The source of last week’s New York outbreak is likely a cooling tower in the upper east side of the city, according to city officials. “All cooling towers in the affected area are being tested,” health officials said in a July 4 notice.
The city has required building owners to register their cooling towers, maintain a mitigation plan and test their water systems quarterly since 2015. It increased the testing requirement to monthly after a 2025 outbreak killed three and sickened some 80 people, although enforcement has been spotty, according to a Gothamist report.

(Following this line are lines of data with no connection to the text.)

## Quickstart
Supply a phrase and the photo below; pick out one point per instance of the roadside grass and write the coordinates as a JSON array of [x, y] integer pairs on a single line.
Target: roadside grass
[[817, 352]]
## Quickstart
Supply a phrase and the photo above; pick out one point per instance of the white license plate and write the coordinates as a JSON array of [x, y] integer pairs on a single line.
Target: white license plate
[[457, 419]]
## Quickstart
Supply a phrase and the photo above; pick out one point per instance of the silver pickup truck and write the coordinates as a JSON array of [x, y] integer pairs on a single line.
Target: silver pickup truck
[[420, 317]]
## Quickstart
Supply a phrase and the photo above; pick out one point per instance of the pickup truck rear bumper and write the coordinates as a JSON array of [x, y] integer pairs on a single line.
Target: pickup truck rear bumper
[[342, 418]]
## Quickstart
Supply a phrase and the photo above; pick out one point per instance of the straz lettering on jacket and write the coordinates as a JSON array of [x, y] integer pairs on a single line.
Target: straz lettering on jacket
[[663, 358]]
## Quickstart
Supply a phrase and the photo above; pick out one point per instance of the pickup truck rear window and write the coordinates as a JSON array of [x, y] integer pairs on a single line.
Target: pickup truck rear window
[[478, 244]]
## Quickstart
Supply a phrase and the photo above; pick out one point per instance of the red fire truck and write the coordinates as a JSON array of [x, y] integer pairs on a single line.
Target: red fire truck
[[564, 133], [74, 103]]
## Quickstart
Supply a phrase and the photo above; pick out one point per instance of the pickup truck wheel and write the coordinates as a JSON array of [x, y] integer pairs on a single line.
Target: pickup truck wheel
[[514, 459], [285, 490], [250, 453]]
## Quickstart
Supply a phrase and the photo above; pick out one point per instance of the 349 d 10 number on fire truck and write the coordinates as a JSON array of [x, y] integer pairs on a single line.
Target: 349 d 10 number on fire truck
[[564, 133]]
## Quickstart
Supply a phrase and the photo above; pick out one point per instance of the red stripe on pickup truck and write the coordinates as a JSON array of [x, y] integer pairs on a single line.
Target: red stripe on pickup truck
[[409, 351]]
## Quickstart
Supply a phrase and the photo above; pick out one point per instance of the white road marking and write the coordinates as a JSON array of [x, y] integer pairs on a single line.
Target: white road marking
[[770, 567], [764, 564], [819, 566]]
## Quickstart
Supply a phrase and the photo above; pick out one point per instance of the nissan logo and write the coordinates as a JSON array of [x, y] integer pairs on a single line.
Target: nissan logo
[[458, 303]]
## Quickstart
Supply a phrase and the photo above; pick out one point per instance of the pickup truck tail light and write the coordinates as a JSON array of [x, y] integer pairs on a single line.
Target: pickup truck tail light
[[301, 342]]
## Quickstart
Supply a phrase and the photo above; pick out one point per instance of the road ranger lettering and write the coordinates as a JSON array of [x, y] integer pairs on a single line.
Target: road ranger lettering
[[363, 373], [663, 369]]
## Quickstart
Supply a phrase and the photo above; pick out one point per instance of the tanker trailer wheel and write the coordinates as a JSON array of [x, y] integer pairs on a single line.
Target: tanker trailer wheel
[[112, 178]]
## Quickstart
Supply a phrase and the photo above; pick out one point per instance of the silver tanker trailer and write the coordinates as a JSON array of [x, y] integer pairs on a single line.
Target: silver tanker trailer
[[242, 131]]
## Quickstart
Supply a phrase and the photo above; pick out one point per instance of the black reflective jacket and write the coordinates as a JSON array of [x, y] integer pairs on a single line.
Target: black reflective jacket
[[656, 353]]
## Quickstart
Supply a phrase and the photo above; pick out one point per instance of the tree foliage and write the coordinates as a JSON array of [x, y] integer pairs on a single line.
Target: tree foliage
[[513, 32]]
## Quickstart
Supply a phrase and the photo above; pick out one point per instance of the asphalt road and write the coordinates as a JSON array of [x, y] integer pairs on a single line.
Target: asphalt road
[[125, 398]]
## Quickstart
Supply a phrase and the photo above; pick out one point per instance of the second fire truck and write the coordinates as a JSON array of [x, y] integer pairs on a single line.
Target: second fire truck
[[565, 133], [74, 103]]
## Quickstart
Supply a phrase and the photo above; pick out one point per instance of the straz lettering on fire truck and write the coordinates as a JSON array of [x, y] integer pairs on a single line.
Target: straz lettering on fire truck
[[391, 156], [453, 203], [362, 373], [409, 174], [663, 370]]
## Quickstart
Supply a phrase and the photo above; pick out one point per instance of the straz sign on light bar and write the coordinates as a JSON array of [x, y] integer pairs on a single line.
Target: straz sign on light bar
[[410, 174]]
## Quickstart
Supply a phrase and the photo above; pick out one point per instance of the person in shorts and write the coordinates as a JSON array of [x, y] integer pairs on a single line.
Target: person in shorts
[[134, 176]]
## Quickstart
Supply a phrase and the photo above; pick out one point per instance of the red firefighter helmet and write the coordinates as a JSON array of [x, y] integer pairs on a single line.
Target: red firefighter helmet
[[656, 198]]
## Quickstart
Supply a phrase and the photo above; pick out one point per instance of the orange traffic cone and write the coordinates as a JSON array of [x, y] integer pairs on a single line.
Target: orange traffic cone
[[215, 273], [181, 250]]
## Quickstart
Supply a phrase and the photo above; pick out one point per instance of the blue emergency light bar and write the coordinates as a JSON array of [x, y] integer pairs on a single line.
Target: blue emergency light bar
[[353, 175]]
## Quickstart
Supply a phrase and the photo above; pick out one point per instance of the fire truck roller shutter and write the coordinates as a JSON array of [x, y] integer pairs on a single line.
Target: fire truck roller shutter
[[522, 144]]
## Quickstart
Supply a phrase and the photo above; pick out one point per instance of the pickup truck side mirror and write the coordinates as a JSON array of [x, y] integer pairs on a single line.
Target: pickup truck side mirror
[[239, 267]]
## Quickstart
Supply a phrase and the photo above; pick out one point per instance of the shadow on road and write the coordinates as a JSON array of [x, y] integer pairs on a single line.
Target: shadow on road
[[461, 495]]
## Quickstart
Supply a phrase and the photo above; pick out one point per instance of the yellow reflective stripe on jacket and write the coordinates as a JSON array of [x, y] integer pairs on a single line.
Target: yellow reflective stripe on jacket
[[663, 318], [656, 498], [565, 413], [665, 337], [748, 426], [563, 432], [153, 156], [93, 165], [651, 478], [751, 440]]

Out of almost 6,000 cooling towers in the city, one in five had not submitted a test for Legionella bacteria, the report said. “It’s unclear how well building owners are complying with the enhanced testing requirements,” it said.
Health officials say outbreaks have been happening more frequently and will likely increase as temperatures rise. “Climate change is worsening our exposure and increasing the propensity for Legionnaires’ disease clusters like we’re seeing today,” Alister Martin, the commissioner of the New York City health department, said in a Guardian report after the NYC outbreak.
Legionella bacteria occurs naturally in water and it isn’t typically a health issue until it becomes concentrated in favorable environments, like warm water, according to the Centers for Disease Control.
The risk of concentration is greater in commercial buildings, where water systems tend to be larger and more complex, according to Gary Rankin, CEO of testing company Hydrosense.
“Their larger and more intricate water systems … tend to include cooling towers, multiple air conditioning units and extensive plumbing networks [which] provides more opportunities for Legionella bacteria to grow and spread,” Raskin wrote in a piece for Facilities Dive in March.
Most municipalities, including New York City, require building operators to use a lab culture when testing their water systems. The tests are considered the gold standard, according to the U.S. Occupational Safety and Health Administration, but they can miss some risks, Rankin told Facilities Dive last year.
Lab cultures typically take between 10 days and two weeks before results are available, a time gap that can leave people exposed to high concentrations of the bacteria, Rankin said.
Even if the result is negative, the water system can still pose a risk, because the test is a snapshot of what was happening two weeks ago, not what’s happening today, he said. “A negative result is kind of meaningless because Legionella can double in 24 hours, so all it tells you is the system was safe 10 days ago or two weeks ago,” he said.
A number of companies, including Rankin’s Hydrosense, make an antibody test that can be a supplement to lab culture testing, Rankin said, because it can provide results in half an hour, giving facility managers an almost real-time status check on their water systems.
“Most of the folks we deal with in the water management space tend to use at least two different tests,” he said, “so they don’t have any blind sides.”